Mortgage lender Guaranteed Rate Inc. has agreed to pay a $15 million fine to resolve allegations it failed to properly and adequately underwrite federally backed loans, the Department of Justice announced.
DOJ said Guaranteed Rate “knowingly failed to comply with material program rules that require lenders to maintain quality control programs to prevent and correct underwriting deficiencies, self-report any materially deficient loans that they identify, and ensure that the underwriting process is free from conflicts of interest.”
Guaranteed Rate said in a statement that the company “worked with the DOJ to identify some mistakes and made the necessary improvements to our operations.”
“Guaranteed Rate is committed to doing the right thing and serving the needs of our customers,” the company said. “We come from a good place. We always have. Mortgage lending is a complicated and highly regulated business, and government lending guidelines are especially complex. In this matter, the DOJ helped us identify some issues that had already been corrected or were immediately corrected once identified. At no time did any audit review highlight any of these issues previously. We never intentionally violated any guidelines, that’s just not who we are.”
The allegations center around activities dating back to 2008 and have since been resolved, DOJ said in a news release.
DOJ said the company admitted to not adhering to self-reporting requirements, that its FHA underwriters improperly received commissions and gifts, and that there were instances in which its government underwriters were instructed not to review documents that were relevant to the underwriting decision.
Chicago-based Guaranteed Rate also acknowledged that it certified and the government insured and guaranteed loans that were not eligible for FHA mortgage insurance or VA loan guarantees and that HUD and VA would not otherwise have insured or guaranteed the loans.
“Lenders participating in mortgage programs backed by taxpayers must follow rules designed to protect both program integrity and homeowners,” U.S. Attorney Grant C. Jaquith for the Northern District of New York said. “Today’s settlement holds Guaranteed Rate accountable for its past violations and reflects that it has strengthened its internal controls to ensure future compliance with Federal Housing Administration and Department of Veterans Affairs requirements.”

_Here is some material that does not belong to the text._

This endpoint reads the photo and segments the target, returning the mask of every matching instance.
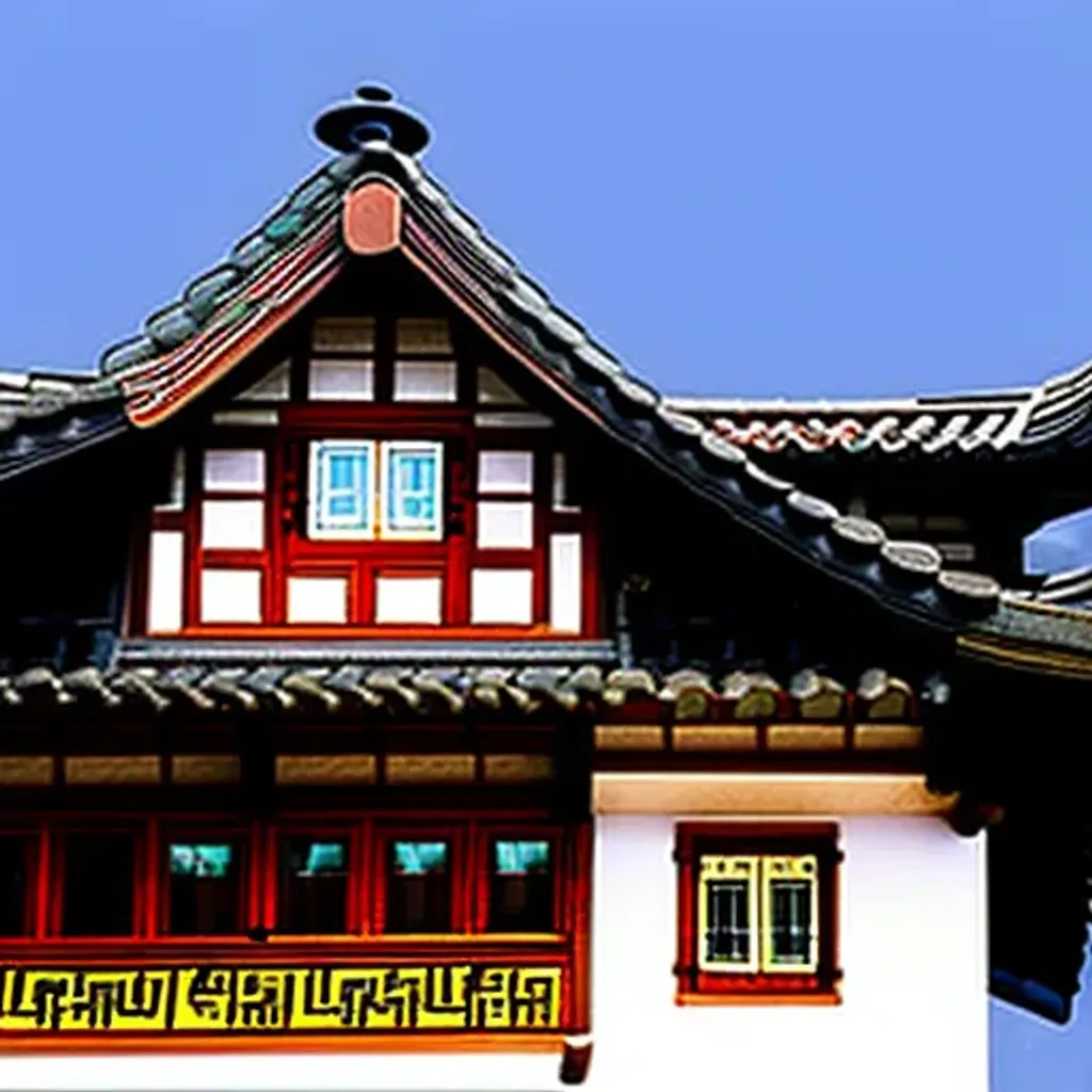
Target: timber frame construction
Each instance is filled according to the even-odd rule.
[[[579,1082],[612,812],[803,823],[679,827],[680,1004],[835,1004],[824,817],[897,814],[989,829],[993,988],[1067,1020],[1092,615],[990,574],[996,521],[914,509],[906,466],[958,450],[953,508],[1076,474],[1084,373],[887,424],[667,399],[389,92],[317,133],[337,155],[96,373],[0,379],[0,1049],[518,1046]],[[750,978],[707,973],[696,846],[755,906],[796,885],[815,950],[771,925]],[[68,916],[97,875],[119,899]]]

Guaranteed Rate made it clear in its statement that the company disagreed with DOJ’s approach to the case.
“The statement from the DOJ feels dangerous to us. We have always operated with a customer-first approach, and a commitment to doing the right thing by adhering to all guidelines and regulations. We believe most of our peers in the industry do the same. Scenarios just like these have driven many lenders away from operating in this space, leaving the rest of us operating from a position of fear. This results in fewer options for customers, not more.
“Our relationship with HUD has always been positive, but we want to build a stronger relationship with their team, as we want to be an even better partner. We’re grateful for the cooperative process we engaged in together to resolve this matter.”